Beberapa kelompok buruh telah meminta orang membanjiri telepon para pemimpin Baleg, yaitu Supratman, Willy, Rieke Diah Pitaloka dari Partai Demokrasi Indonesia Perjuangan (PDI-P) dan Achmad Baidowi dari Partai Persatuan Pembangunan (PPP), dengan pesan mendesak mereka untuk menghentikan pembahasan RUU yang diprakarsai pemerintah.

Konfederasi Serikat Pekerja Indonesia (KSPI), salah satu kelompok buruh terbesar di negara itu, berencana untuk mengadakan protes besar-besaran terhadap RUU omnibus meskipun terjadi pandemi.

Selain meledakkan anggota parlemen dengan pesan teks, serikat pekerja dan organisasi masyarakat sipil juga menentang RUU tersebut dengan mengambil protes mereka di platform online. Beberapa kelompok mengadakan diskusi bersama untuk mendidik anggota dan masyarakat tentang kemungkinan dampak RUU tersebut.

“RUU omnibus lebih menekankan kepentingan perusahaan daripada pekerja. Jika RUU itu disahkan, itu hanya akan melegitimasi eksploitasi sumber daya manusia dan alam,” kata Nining Elitos dari Kongres Aliansi Serikat Buruh Indonesia (KASBI) dalam sebuah diskusi pada hari Senin.

Nining mengatakan DPR harus memusatkan perhatian pada wabah COVID-19 alih-alih terburu-buru untuk membahas tagihan kontroversial.

“Anggota DPR harus menjadi suara rakyat. Tidakkah mereka melihat bahwa banyak pekerja menderita sekarang karena wabah? Ribuan pekerja di-PHK tanpa pembayaran pesangon, banyak yang diminta untuk tinggal di rumah tanpa kompensasi, dan mereka yang masih bekerja tidak dilengkapi dengan alat pelindung yang tepat terhadap virus,” katanya.

Suarbudaya Rahadian, seorang pendeta dari Gereja Komunitas Baptis Grace (GKA) yang berpartisipasi dalam diskusi itu, mengatakan krisis COVID-19 telah menunjukkan bahwa DPR tidak pernah benar-benar memprioritaskan kepentingan rakyat.

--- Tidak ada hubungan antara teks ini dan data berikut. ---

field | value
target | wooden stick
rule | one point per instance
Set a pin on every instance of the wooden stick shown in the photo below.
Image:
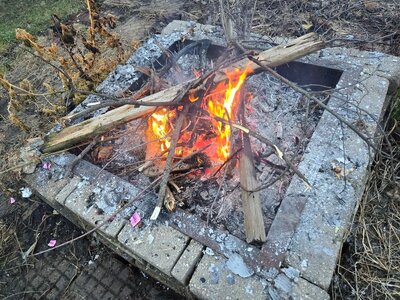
(272, 57)
(168, 164)
(252, 210)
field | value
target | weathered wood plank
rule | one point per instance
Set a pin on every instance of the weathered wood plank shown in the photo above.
(83, 131)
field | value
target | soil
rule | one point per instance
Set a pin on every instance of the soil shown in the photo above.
(367, 25)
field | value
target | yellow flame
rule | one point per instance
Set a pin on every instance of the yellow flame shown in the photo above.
(223, 108)
(159, 124)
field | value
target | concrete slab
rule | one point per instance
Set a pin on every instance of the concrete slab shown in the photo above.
(304, 290)
(330, 203)
(214, 280)
(67, 189)
(159, 245)
(47, 183)
(184, 268)
(309, 244)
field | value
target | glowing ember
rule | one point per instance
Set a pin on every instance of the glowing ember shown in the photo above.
(158, 125)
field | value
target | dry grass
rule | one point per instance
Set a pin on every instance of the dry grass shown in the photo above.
(370, 263)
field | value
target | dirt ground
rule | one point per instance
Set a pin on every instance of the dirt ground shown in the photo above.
(367, 25)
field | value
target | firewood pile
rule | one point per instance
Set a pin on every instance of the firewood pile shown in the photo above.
(199, 124)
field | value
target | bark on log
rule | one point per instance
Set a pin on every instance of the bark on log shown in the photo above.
(253, 215)
(273, 57)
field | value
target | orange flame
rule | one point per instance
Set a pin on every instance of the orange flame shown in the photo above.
(223, 107)
(159, 126)
(221, 102)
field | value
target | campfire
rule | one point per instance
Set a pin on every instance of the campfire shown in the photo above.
(208, 136)
(203, 129)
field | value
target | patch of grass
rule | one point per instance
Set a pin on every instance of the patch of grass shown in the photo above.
(32, 15)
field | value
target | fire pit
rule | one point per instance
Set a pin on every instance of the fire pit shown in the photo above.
(304, 218)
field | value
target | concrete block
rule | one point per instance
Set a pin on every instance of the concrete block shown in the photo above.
(159, 245)
(79, 203)
(212, 279)
(67, 189)
(330, 203)
(187, 262)
(304, 290)
(47, 183)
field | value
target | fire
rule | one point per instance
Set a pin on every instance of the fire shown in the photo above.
(158, 125)
(221, 102)
(224, 106)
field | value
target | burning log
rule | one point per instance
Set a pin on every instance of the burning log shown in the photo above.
(252, 210)
(84, 131)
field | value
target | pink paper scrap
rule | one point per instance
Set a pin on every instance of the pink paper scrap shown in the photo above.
(135, 219)
(47, 165)
(52, 243)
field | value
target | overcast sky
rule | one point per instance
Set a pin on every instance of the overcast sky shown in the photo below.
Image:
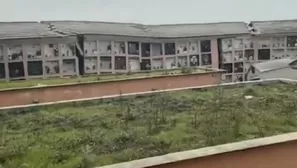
(148, 11)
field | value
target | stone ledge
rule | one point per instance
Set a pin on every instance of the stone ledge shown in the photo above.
(266, 81)
(208, 151)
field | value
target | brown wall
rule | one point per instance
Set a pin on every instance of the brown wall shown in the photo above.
(281, 155)
(51, 94)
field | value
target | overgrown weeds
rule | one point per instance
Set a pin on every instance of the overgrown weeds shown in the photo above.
(83, 135)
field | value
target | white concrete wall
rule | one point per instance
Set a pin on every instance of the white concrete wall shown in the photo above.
(287, 73)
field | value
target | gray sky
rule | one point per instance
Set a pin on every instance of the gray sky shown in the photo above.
(148, 11)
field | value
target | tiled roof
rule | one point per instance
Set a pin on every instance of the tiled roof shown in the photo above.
(19, 30)
(157, 31)
(275, 26)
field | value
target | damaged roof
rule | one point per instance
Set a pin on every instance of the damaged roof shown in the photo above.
(274, 64)
(21, 30)
(156, 31)
(275, 26)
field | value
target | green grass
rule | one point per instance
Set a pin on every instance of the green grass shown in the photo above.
(83, 135)
(94, 78)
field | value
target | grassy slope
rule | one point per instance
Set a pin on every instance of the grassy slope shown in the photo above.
(94, 78)
(110, 131)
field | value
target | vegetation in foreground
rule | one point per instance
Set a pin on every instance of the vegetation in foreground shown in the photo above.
(94, 78)
(84, 135)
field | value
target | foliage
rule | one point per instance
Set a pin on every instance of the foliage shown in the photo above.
(95, 133)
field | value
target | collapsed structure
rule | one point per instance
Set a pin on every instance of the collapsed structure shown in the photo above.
(63, 48)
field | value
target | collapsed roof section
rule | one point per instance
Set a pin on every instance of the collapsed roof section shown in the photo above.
(22, 30)
(153, 31)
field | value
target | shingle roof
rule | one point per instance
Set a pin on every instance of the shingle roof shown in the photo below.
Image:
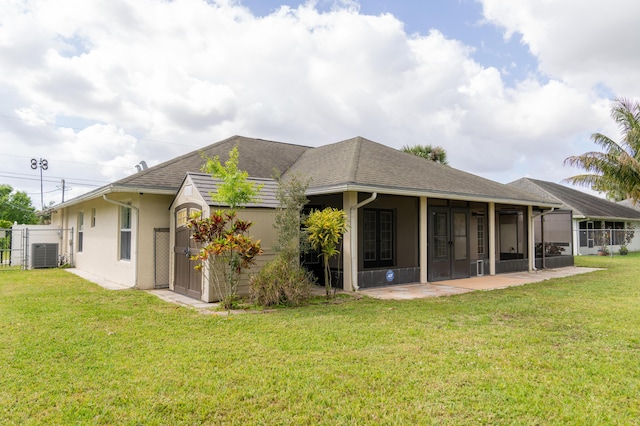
(258, 157)
(355, 164)
(361, 162)
(205, 185)
(582, 204)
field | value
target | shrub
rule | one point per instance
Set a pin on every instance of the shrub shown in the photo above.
(281, 282)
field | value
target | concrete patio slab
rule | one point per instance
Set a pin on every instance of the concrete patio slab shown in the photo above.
(452, 287)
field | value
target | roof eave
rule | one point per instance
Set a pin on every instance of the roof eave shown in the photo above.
(110, 189)
(410, 192)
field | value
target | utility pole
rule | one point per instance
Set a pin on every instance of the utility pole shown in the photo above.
(43, 164)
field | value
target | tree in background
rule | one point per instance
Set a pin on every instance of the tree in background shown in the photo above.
(436, 154)
(283, 281)
(225, 239)
(15, 206)
(616, 169)
(234, 190)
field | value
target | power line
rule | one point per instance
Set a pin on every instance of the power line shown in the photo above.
(46, 123)
(56, 177)
(54, 181)
(67, 162)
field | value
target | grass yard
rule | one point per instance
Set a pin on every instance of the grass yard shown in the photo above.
(562, 351)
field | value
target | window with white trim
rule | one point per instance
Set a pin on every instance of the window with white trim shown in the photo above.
(80, 231)
(125, 233)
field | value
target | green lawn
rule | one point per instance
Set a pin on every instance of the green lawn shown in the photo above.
(562, 351)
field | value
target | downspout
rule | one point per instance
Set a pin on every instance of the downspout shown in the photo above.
(135, 258)
(541, 236)
(354, 238)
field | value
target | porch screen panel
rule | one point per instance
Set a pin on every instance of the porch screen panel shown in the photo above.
(460, 235)
(369, 227)
(386, 235)
(440, 235)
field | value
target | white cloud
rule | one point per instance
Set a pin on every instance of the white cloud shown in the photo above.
(162, 78)
(582, 43)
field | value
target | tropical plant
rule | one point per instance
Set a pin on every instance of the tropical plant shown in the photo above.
(283, 281)
(436, 154)
(15, 206)
(225, 239)
(616, 169)
(226, 242)
(325, 229)
(291, 196)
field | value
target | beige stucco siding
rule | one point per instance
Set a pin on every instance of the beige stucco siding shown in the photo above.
(406, 227)
(154, 213)
(100, 253)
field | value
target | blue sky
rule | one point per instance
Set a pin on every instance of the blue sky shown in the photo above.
(509, 89)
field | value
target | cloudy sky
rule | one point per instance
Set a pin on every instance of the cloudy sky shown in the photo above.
(509, 89)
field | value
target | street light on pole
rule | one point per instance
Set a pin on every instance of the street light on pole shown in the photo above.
(43, 164)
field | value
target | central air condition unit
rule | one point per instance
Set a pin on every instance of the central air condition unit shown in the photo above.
(44, 255)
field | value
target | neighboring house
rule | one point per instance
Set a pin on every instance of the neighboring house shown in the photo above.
(589, 216)
(411, 220)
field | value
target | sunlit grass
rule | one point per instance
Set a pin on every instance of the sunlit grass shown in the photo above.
(560, 351)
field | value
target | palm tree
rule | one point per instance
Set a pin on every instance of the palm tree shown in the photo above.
(616, 169)
(430, 152)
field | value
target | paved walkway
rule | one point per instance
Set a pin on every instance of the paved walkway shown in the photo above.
(466, 285)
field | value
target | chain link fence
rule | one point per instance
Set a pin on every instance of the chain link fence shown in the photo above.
(35, 246)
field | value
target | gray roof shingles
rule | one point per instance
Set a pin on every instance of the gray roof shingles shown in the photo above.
(580, 203)
(357, 161)
(360, 161)
(258, 157)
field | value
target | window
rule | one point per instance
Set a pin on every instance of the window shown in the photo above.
(480, 232)
(80, 231)
(378, 238)
(181, 218)
(125, 233)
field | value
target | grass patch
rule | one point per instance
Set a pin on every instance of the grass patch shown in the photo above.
(560, 351)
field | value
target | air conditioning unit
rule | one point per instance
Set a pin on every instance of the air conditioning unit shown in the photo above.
(44, 255)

“Mereka hanya memprioritaskan kepentingan pemilik modal yang mensponsori mereka dalam politik. Mereka tampaknya sangat bersemangat untuk melewati tagihan meskipun ada keterbatasan, seperti kebijakan jarak fisik. Saya tahu kita berada dalam situasi sulit sekarang karena wabah, tetapi jika kita tidak bergerak sekarang mereka bisa mengambil tindakan yang akan membahayakan kita di masa depan,” kata Rahardian.

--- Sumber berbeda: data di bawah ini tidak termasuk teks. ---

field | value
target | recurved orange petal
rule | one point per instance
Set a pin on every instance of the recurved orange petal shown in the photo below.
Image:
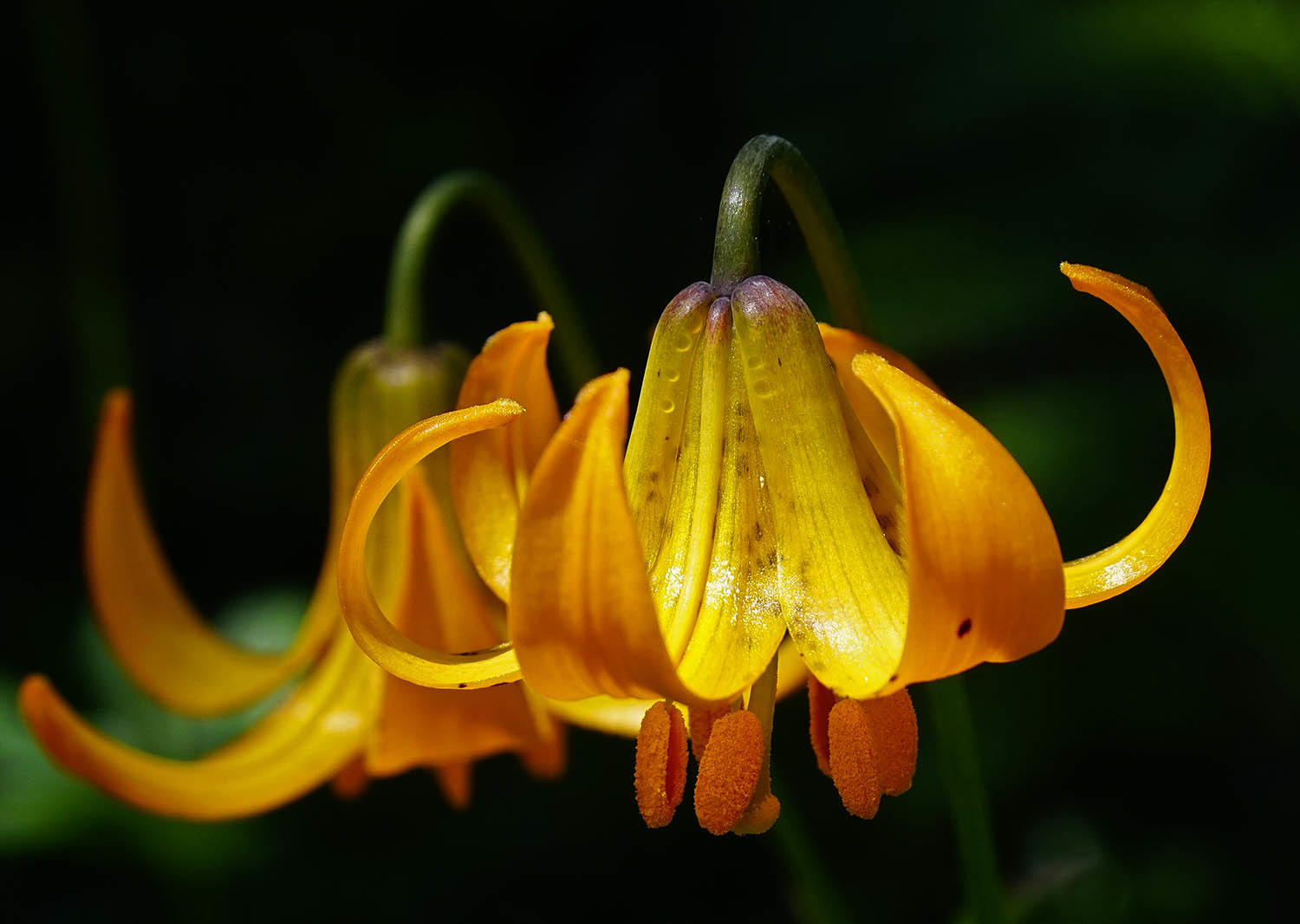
(442, 604)
(491, 469)
(582, 616)
(983, 575)
(304, 742)
(387, 646)
(158, 635)
(1131, 560)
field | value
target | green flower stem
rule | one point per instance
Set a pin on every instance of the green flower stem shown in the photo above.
(491, 200)
(736, 242)
(816, 895)
(959, 760)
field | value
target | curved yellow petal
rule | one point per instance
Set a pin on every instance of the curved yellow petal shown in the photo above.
(842, 590)
(623, 716)
(602, 713)
(304, 742)
(1133, 559)
(582, 616)
(442, 604)
(983, 573)
(489, 471)
(158, 635)
(735, 619)
(377, 637)
(660, 426)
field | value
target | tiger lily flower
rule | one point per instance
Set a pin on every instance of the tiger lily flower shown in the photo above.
(346, 719)
(784, 486)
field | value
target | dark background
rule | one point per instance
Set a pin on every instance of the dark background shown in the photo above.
(202, 205)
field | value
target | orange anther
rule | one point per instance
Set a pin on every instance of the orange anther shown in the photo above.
(821, 700)
(660, 778)
(546, 759)
(853, 760)
(702, 724)
(728, 771)
(350, 781)
(455, 783)
(894, 739)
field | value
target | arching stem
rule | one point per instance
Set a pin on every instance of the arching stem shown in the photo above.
(491, 200)
(736, 241)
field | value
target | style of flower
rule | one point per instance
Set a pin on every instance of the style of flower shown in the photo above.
(784, 486)
(346, 719)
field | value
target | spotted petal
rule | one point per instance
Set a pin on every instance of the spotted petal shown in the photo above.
(985, 580)
(491, 469)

Menentang Hukum Omnibus Dalam RUU Penciptaan Lapangan Kerja

Nining mengatakan bahwa sebelum wabah, serikat pekerja mengadakan aksi unjuk rasa untuk memprotes undang-undang tersebut, dan baru-baru ini, mereka telah mengirim surat ke DPR yang menuntut mereka berhenti berunding.

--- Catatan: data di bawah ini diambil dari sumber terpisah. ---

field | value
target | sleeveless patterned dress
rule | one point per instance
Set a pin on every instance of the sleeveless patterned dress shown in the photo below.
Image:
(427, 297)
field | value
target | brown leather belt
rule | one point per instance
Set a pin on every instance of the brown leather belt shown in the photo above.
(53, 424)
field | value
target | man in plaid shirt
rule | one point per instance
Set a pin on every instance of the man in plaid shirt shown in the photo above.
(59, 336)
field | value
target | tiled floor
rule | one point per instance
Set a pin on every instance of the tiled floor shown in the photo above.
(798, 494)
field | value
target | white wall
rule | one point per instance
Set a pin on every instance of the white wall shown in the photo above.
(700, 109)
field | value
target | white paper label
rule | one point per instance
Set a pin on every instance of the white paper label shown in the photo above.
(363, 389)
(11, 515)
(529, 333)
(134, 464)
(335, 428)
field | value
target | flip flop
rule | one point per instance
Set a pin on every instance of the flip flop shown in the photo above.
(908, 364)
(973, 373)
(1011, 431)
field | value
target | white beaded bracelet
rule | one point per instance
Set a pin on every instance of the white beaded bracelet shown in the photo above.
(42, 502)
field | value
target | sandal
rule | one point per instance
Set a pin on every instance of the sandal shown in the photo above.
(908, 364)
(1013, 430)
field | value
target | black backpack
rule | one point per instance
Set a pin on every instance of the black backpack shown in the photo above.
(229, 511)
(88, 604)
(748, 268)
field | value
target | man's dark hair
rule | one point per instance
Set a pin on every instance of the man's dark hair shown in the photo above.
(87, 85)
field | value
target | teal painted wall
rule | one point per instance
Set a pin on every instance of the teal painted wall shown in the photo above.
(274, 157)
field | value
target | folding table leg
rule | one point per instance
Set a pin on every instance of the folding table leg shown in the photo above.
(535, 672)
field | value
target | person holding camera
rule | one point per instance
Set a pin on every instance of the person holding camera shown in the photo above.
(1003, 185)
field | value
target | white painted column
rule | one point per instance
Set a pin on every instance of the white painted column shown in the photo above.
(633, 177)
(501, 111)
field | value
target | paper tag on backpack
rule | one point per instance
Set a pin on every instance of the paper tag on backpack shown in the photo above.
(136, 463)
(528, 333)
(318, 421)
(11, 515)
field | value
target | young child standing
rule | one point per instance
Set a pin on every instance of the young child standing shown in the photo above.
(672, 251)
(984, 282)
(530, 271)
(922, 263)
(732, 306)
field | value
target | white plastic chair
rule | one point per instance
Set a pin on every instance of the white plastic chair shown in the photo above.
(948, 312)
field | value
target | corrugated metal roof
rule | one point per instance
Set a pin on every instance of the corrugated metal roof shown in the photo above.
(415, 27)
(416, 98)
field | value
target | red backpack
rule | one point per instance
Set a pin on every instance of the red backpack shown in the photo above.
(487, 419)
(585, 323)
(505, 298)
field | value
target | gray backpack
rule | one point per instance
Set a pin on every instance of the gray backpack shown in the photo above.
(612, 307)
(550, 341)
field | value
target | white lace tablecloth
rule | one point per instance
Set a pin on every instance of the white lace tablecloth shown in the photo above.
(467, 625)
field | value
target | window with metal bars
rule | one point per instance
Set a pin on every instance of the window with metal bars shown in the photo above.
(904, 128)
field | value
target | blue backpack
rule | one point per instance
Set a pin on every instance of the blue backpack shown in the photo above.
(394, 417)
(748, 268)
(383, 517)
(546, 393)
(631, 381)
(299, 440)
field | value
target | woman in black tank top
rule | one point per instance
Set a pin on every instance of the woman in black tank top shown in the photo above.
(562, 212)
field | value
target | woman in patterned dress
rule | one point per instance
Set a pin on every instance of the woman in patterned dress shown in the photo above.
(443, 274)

“Kami masih mempertimbangkan apa lagi yang bisa kami lakukan untuk menghentikan musyawarah. Mungkin kami bisa menggelar aksi jalanan sambil mengenakan topeng dan alat pelindung, tetapi untuk saat ini, kami hanya dapat melakukan protes di platform online, seperti melalui media sosial,” katanya.